Startup Law Lab. Volume IV: ‘Securing know-how in times of AI and cybercrime’
In an increasingly digitalised and globalised world, protecting trade secrets is essential to ensuring the competitiveness of companies. From recipes and design drawings to customer lists and software, trade secrets encompass valuable information that must not fall into the wrong hands. But what exactly makes information a trade secret, what challenges exist, and how can companies protect themselves effectively?
What are trade secrets?
Trade secrets can represent a wide range of information, such as (design) drawings, the nature or composition of products, processes, prototypes, sample collections, recipes, as well as customer and supplier lists, data, purchasing conditions or software.
According to Section 26b of the German Unfair Competition Act (UWG), trade secrets are information that is secret, of commercial value and protected by appropriate measures.
Secret means that the information is not generally known or easily accessible, either in its entirety or in the precise arrangement and composition of its components, even among experts. Commercial value exists if the use or protection of the information confers an economic advantage. A specific minimum value threshold does not have to be reached, but the competitive position of the owner must be threatened by the unauthorised use of the secrets. Merely trivial or personal information is not protected.
However, the implementation of effective protective measures is crucial – a mere desire for secrecy is no longer sufficient. Considerable efforts must now be made and documented in order to fall within the scope of trade secret protection.

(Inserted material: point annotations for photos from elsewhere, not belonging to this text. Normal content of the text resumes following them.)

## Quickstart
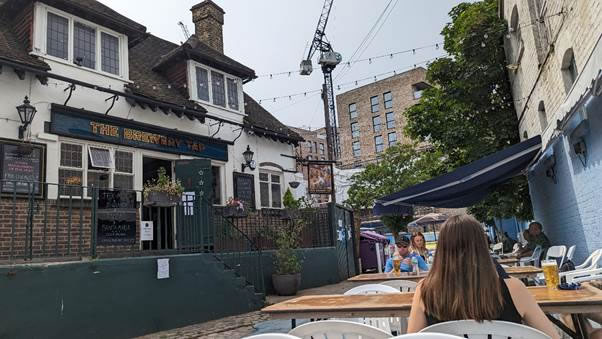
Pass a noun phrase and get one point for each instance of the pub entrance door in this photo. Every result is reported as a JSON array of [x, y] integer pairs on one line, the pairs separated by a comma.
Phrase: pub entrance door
[[162, 217], [194, 226]]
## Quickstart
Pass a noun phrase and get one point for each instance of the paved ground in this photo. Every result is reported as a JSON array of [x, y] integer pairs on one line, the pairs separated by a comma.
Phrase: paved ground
[[245, 324]]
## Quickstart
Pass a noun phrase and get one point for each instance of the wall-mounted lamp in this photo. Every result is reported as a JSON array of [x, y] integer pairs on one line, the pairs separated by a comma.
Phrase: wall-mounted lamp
[[248, 156], [26, 113]]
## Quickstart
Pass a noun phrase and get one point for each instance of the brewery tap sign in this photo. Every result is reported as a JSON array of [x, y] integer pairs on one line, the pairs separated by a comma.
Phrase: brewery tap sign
[[116, 217], [320, 178]]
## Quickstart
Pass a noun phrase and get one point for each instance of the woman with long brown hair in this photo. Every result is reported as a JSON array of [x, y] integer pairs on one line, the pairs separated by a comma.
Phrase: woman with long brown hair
[[418, 245], [463, 284]]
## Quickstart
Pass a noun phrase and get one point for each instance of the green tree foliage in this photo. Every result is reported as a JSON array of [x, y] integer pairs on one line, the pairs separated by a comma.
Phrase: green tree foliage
[[469, 111], [401, 166]]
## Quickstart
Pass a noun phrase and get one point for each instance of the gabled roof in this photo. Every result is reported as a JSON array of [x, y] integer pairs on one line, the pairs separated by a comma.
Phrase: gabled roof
[[196, 50], [14, 50], [263, 123]]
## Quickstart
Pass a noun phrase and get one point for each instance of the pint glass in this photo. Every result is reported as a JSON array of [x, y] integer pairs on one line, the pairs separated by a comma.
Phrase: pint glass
[[550, 272], [396, 265]]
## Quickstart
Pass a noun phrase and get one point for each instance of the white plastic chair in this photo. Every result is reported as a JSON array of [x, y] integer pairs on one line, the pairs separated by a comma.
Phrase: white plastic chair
[[498, 247], [401, 285], [588, 268], [556, 252], [534, 259], [570, 253], [272, 336], [338, 329], [487, 329], [426, 336], [384, 324]]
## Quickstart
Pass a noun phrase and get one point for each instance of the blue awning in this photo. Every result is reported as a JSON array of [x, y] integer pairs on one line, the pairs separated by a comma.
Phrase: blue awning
[[468, 184]]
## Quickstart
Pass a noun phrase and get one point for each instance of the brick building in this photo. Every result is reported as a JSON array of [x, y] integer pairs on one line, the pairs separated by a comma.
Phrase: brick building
[[554, 57], [371, 117]]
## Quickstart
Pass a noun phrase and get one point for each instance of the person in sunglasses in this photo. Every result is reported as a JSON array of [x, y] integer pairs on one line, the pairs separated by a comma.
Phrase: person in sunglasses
[[403, 244]]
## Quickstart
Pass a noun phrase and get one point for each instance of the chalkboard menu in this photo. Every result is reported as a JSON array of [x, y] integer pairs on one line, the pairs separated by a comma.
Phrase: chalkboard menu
[[116, 217], [244, 189], [22, 168]]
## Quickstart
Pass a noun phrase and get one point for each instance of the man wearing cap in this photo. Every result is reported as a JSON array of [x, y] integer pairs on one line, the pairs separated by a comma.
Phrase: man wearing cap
[[402, 244]]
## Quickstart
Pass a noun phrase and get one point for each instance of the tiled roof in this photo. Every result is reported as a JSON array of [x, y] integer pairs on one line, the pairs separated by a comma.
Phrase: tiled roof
[[197, 50], [14, 50], [148, 82], [263, 123]]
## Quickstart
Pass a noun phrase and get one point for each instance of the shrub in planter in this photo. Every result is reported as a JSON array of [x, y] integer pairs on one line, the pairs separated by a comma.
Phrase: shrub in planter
[[162, 191]]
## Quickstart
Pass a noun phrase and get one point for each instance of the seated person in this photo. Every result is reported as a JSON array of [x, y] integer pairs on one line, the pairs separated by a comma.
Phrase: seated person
[[402, 244], [457, 290], [536, 238]]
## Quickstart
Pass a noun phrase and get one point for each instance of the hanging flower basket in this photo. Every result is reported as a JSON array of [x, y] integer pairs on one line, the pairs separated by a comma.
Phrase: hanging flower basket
[[234, 209], [160, 199], [162, 191]]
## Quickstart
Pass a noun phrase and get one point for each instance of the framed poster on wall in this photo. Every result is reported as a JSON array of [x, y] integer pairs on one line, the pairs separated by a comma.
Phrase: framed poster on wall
[[22, 167]]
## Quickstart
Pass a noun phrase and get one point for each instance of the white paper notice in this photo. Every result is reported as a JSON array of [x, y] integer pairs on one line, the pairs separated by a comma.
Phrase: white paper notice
[[146, 230], [162, 268]]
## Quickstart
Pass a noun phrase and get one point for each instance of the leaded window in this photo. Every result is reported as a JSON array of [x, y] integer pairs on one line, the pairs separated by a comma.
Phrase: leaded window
[[218, 89], [202, 84], [232, 94], [57, 36], [84, 45], [109, 53]]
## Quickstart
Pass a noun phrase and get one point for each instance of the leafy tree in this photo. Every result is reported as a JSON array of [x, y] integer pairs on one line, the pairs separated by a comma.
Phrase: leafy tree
[[468, 112], [401, 166]]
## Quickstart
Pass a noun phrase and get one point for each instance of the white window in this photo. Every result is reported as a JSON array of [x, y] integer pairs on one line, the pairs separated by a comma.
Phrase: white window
[[270, 190], [214, 87], [67, 38], [96, 170]]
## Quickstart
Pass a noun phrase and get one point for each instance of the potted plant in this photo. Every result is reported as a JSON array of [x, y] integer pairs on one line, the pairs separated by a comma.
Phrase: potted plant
[[235, 208], [291, 206], [287, 262], [162, 191]]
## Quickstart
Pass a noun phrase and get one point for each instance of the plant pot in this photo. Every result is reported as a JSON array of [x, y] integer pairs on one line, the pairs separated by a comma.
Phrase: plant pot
[[234, 212], [160, 199], [286, 284]]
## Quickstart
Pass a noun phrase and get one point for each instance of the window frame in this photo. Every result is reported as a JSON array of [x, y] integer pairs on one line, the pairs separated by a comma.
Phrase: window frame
[[355, 132], [270, 183], [359, 149], [392, 121], [376, 145], [372, 105], [385, 101], [352, 114], [40, 47], [87, 166], [192, 84]]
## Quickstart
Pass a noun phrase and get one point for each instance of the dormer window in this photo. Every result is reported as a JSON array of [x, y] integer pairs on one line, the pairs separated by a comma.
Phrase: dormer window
[[64, 37], [215, 87]]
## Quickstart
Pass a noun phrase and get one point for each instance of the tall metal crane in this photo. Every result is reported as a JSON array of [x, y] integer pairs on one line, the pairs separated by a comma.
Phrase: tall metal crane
[[329, 59]]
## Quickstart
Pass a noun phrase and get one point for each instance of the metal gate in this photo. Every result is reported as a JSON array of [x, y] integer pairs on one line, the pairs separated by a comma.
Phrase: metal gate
[[342, 221]]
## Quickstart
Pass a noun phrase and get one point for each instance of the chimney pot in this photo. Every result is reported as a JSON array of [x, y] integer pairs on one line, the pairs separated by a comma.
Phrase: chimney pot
[[208, 20]]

How can you protect trade secrets?
Effective protection begins with identifying relevant information. This information is categorised, for example as key information or strategically important data, and appropriate measures are taken.
A protection concept consists of:
- Organisational measures such as training, access restrictions and the classification of information.
- Technical measures such as encryption, regular updates and firewalls.
- Legal measures such as confidentiality agreements or IT security guidelines.
For example, it is essential that former employees no longer have access to company data – a mistake that is often overlooked in practice.
Challenges posed by AI and cybercrime
The use of artificial intelligence brings new risks. AI-supported attacks make it possible to analyse large amounts of data or manipulate content. Cybercriminals also use methods such as phishing or ransomware to steal or block sensitive data. Internally, faulty AI models and insufficiently secured training data also pose risks.
Let’s go – protect your trade secrets!
Protecting trade secrets requires a combination of technical, organisational and legal measures. Companies should invest in cyber security, raise awareness among employees and provide training. Only by taking a holistic approach can companies effectively secure their sensitive information and operate sustainably.